Apr. 17—A clairvoyant man called the Kalispell Police Department to report that teen drivers were allegedly speeding, weaving in traffic and drifting at a light in a Mustang, Corvette and Hellcat. Then he said he was unsure if the cars were driving recklessly but had a premonition of them attempting to drag race and wanted to “preemptively report it in case” they were going to drive recklessly. Officers located the vehicles parked at a bar and grill.
Someone alleged that a man in a car with a German shepherd was baiting squirrels for the dog to attack in a park. The man told officers he was trying to get the squirrel back up a tree, so the dog didn’t chase it. He also told officers he liked to bring his dog to the park when it wasn’t crowded and enjoys talking to animals. Officers let him know that dogs have to be on a leash in city parks.
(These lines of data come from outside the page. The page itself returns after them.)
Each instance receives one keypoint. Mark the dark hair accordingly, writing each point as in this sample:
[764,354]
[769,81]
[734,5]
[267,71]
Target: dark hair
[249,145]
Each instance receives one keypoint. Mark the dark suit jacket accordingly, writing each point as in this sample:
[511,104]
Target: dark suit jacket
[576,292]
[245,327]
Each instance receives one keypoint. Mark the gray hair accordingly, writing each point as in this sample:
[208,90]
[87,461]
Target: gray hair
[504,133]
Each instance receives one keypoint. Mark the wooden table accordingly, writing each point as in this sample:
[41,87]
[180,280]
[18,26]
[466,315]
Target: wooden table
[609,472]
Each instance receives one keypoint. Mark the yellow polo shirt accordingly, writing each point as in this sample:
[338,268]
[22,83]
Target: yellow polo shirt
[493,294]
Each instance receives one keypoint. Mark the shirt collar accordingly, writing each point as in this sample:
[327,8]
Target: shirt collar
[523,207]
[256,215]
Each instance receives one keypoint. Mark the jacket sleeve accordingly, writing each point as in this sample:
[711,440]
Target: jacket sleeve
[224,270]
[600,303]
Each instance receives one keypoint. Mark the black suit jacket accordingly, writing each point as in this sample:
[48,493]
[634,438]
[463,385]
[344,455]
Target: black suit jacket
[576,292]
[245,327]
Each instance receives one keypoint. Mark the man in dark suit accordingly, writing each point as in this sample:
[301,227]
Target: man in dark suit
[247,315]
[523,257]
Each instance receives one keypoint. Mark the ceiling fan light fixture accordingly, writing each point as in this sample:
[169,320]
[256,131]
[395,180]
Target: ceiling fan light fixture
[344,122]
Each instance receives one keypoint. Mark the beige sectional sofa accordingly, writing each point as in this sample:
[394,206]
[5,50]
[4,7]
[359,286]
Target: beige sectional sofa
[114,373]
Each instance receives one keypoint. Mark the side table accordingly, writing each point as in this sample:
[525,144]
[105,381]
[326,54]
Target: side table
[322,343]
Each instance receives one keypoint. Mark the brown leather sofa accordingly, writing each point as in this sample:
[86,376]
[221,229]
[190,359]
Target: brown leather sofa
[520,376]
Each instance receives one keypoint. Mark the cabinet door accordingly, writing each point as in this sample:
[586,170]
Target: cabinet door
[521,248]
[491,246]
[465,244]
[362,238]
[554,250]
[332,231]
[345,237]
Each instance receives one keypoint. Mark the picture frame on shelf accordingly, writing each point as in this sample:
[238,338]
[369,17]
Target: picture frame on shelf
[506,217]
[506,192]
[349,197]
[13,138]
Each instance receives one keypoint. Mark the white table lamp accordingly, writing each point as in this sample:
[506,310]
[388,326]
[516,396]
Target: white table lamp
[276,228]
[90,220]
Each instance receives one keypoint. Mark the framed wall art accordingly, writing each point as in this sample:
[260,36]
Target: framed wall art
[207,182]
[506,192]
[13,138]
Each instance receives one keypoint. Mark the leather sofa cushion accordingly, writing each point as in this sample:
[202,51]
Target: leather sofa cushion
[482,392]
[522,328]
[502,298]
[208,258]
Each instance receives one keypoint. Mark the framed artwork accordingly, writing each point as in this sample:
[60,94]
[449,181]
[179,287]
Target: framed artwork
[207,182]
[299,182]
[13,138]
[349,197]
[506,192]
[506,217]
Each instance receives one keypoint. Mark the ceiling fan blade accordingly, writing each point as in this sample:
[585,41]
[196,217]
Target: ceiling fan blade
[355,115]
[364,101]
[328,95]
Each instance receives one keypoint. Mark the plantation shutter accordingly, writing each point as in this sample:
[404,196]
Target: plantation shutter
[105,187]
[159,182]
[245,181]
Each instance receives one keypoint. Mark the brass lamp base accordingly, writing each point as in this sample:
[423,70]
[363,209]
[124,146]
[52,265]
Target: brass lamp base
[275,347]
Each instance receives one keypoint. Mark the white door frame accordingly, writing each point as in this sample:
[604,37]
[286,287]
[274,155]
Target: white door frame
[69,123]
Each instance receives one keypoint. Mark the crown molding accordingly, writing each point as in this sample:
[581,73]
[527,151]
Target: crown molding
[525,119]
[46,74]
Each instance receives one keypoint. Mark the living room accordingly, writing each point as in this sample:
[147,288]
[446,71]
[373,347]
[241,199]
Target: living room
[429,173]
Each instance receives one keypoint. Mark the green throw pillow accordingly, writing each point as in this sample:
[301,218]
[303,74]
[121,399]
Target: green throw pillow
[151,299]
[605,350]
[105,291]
Officers stopped a pedestrian to educate them about the city ordinance against feeding fowl in a city park because no one wants the return of food-aggressive ducks and geese.
A man reportedly thought his wife was drunk when she picked up their child.
A man pushing a shopping cart containing a backpack reportedly kicked over a trash can in a store parking lot, damaging it.
A woman was afraid for her safety when a man allegedly made online comments directed at her, stating that when he got the chance, he was going to do things resulting in her ending up in a “mental hospital or buried in the ground.” She said she contacted police in the town where he resided, but didn’t think they were taking her seriously. Kalispell Police counseled her about obtaining a temporary restraining order and advised her not to engage with him online.
An ambulance and police were requested when a man allegedly punched a certified nursing assistant in the face.